Veel eerder dan dat ons gezin in 1964 een flatje toegewezen kreeg op de Jan Luykenlaan, werden daar op oudejaarsavond al vreugdevuurtjes aangestoken. Een groter vuur op het wegdek in de buurt van de Marcuskerk en een tweede vuur op de kruising van de Jan Luykenlaan en de van Baerlestraat. Een stapel kerstbomen vormde de kern. Volwassen mannen bewaakten het vuur. Tenminste, daar leek het op, totdat ik diezelfde vaders het vuur zag voeden met oude kasten en planken.
Hele keldervoorraden werden op deze manier opgeruimd. Veel kwaad werd er niet aangericht en buren stonden buiten met elkaar te praten en de hele wereld een gelukkig nieuwjaar toe te wensen.


Enige jaargangen later werd men steeds fanatieker en de vuren steeds groter. De jacht op kerstbomen ontaardde in een buurtoorlog.
Dan komt ineens het moment dat het ouderlijk gezag niet meer werkt. Na de tweede kerstdag sloeg zijn opwinding toe. De grote jongens vonden voor het eerst goed dat hij meedeed met de kerstbomenjacht. 's Morgens vroeg was hij niet meer te houden en daar ging mijn ventje naar die boze buitenwereld, waar gevochten werd om een kerstboom. Het middagboterhammetje schoot erbij in en 's avonds bij de warme hap vertelde hij zijn avonturen met een van emotie overslaand stemmetje. O nee, ik mocht niet weten waar de voorraad bomen werd opgeslagen. Dat was een groot geheim. Voor de zekerheid heb ik toch maar iedere keer onze kelder geïnspecteerd.

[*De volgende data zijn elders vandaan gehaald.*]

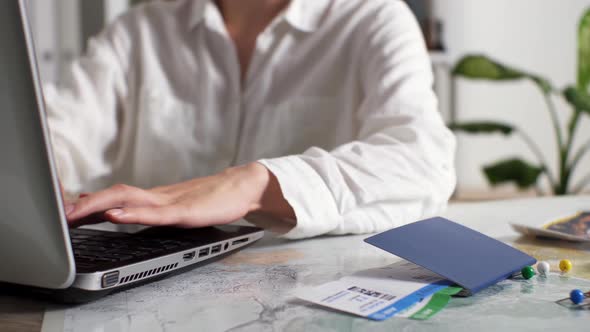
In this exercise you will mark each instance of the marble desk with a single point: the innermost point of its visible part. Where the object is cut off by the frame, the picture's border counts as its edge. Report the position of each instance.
(252, 290)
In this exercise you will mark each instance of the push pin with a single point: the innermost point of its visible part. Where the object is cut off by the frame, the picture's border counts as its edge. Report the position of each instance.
(543, 268)
(577, 296)
(565, 265)
(527, 272)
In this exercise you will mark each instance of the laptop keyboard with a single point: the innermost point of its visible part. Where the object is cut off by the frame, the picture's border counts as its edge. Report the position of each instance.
(94, 249)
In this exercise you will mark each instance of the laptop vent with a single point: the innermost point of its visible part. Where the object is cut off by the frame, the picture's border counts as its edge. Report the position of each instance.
(148, 273)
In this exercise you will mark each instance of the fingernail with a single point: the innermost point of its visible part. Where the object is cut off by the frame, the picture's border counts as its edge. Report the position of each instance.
(116, 212)
(69, 208)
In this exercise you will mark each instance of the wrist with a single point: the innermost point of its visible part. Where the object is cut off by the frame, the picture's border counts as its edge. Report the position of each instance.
(269, 199)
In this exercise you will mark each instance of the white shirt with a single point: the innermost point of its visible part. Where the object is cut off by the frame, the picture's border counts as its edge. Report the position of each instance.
(337, 104)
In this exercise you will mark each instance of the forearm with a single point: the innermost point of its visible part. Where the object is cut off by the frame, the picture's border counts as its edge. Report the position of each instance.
(270, 202)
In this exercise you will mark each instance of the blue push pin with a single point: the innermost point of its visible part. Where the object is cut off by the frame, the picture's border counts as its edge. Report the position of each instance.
(577, 296)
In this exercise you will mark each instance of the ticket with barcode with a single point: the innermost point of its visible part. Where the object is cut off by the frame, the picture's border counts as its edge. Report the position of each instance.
(378, 293)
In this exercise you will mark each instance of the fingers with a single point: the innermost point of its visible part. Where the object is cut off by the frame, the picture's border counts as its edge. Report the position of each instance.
(149, 216)
(113, 197)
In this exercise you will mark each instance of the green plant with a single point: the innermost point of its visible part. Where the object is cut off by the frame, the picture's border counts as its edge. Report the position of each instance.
(515, 170)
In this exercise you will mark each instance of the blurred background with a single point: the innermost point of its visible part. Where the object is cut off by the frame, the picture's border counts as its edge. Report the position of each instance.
(538, 37)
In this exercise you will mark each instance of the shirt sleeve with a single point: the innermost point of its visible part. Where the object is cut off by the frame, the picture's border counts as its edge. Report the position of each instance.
(82, 112)
(400, 169)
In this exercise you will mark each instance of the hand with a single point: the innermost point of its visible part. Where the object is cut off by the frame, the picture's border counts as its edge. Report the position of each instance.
(218, 199)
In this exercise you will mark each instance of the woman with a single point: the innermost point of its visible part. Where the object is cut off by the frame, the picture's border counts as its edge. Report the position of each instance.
(315, 116)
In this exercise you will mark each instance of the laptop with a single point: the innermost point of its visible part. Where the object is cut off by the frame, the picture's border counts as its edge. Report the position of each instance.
(37, 248)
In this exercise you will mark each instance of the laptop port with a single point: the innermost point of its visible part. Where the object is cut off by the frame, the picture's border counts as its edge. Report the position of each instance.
(239, 241)
(203, 252)
(188, 256)
(110, 279)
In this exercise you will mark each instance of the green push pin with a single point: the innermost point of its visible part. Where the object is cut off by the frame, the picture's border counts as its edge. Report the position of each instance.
(527, 272)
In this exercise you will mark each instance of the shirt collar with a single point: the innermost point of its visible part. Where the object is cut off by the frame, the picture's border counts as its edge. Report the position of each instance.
(307, 15)
(304, 15)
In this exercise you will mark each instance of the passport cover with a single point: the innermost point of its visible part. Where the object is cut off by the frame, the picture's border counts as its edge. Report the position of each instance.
(466, 257)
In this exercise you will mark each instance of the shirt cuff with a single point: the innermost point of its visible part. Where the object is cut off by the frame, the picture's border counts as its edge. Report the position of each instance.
(308, 195)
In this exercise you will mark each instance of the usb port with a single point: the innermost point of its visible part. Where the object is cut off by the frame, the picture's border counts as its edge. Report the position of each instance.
(203, 252)
(188, 256)
(239, 241)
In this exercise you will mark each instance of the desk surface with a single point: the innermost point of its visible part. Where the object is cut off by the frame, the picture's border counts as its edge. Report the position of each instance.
(251, 290)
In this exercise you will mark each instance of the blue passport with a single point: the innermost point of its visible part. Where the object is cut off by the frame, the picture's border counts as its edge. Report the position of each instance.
(465, 257)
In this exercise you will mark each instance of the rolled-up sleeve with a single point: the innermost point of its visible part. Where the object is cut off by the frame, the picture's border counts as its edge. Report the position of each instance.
(400, 168)
(82, 112)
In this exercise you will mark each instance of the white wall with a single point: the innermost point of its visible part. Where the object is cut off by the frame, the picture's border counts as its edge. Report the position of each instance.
(535, 35)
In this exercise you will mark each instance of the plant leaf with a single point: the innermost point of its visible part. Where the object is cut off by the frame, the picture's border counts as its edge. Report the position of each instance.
(579, 99)
(483, 127)
(523, 174)
(484, 68)
(584, 52)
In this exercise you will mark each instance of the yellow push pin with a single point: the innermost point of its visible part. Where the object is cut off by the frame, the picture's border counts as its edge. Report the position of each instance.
(565, 265)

De jongetjes werden groter en ook de vuren werden groter en gevaarlijker. Het toenemend autobezit zorgde voor autobanden. Kerstbomen behielden hun waarde, maar langzaamaan nam het belang van banden toe. Vlammen stegen hemelhoog op en de dikke walm van het rubber sloeg tegen de gevels aan. De gehele Laan werd in een grauwe, stinkende nevel gehuld. Het glas in de ramen tot drie hoog voelde warm aan en de omwonende winkeliers patrouilleerden verbeten rond hun zaken om de etalageruiten te beschermen.


Het vreugdevuur bij de kerk werd berucht en trok op relletjes beluste toeschouwers aan. Met brooddronken koppen probeerden zij oude auto's op het vuur te gooien. Beschonken liepen zij langs de overige winkels en tikten hier en daar een ruitje in, intussen brievenbussen opblazend. Het jaar daarop vormden enige winkeliers een knokploeg.
Het gemeentebestuur greep in. Kerstbomenjacht werd verboden. Officiële plaatsen voor de verbranding werden aangewezen. Het werd rustiger op de Laan.
Nu, 2006, op de Jan Luykenlaan vier mini-vuurtjes gesignaleerd. Af en toe een vuurpijltje en geen handenschuddende buren meer.